In 2004 he made a self-portrait during which he stares wickedly on the viewer, from under a baseball cap, an incarnation of Philip Roth’s leering Mickey Sabbath. The diary entry attached to that portrait reads: “mid Aug 05. Here i’m again, after a year or so, still alive, still an irritant. i’ve got Parkinson’s disease but it’s OK to this point. i like my cane, draw, study, write (in my Coffee Bean [cafe]) each day. The handiest thing about Parkinson’s is my addiction to chocolate fudge sundaes. The worst thing is the medicine. So i do not take it, which drives my neurologists at UCLA nuts. Parkinson’s has no cure. I give myself five years with ‘luck’.”

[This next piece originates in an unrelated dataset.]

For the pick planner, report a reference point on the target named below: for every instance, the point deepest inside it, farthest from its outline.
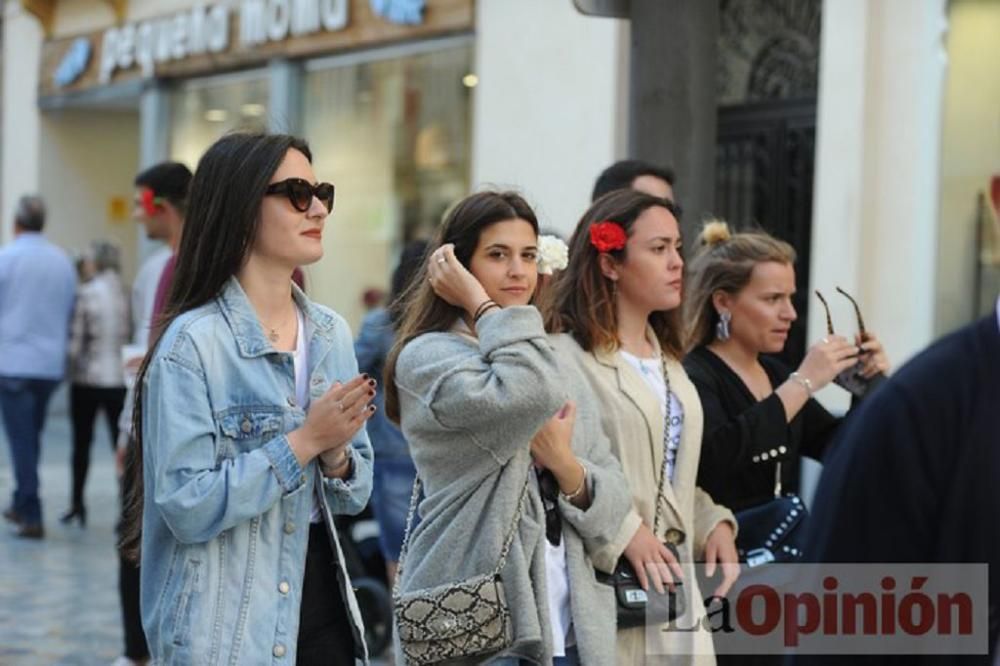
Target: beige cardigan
(633, 420)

The painting is included inside the Jewish Museum show, which demands if not rehabilitation of Kitaj’s work – he hasn’t ever disappeared from view – then certainly reappraisal. Morphet believes absolutely that he’s going to take his place alongside the luminaries of the London group: “Freud, Bacon, Auerbach, he certainly belongs in that company.” Kitaj would, doubtless, were compelled to understand if future critics would concur – and maybe amused to notice that his own tormentors could have been careful of what they wished for: in the event that they thought his work was self-absorbed, what were they to do with the generation of Tracey Emin
MJ Long spoke to Kitaj every week or so before his suicide, and recalls how he seemed more depressed than ever by his growing frailty, the debilitations of Parkinson’s, and suggesting he was finding it difficult to color. “It was an awful solution to die, and particularly to grasp that Max would find him,” she says. “But he certainly don’t have desired to go on if he couldn’t work.” Among Kitaj’s last diary entries was one that read “Failure, failure as always”. These new, judicious exhibitions, though, may yet tell other stories.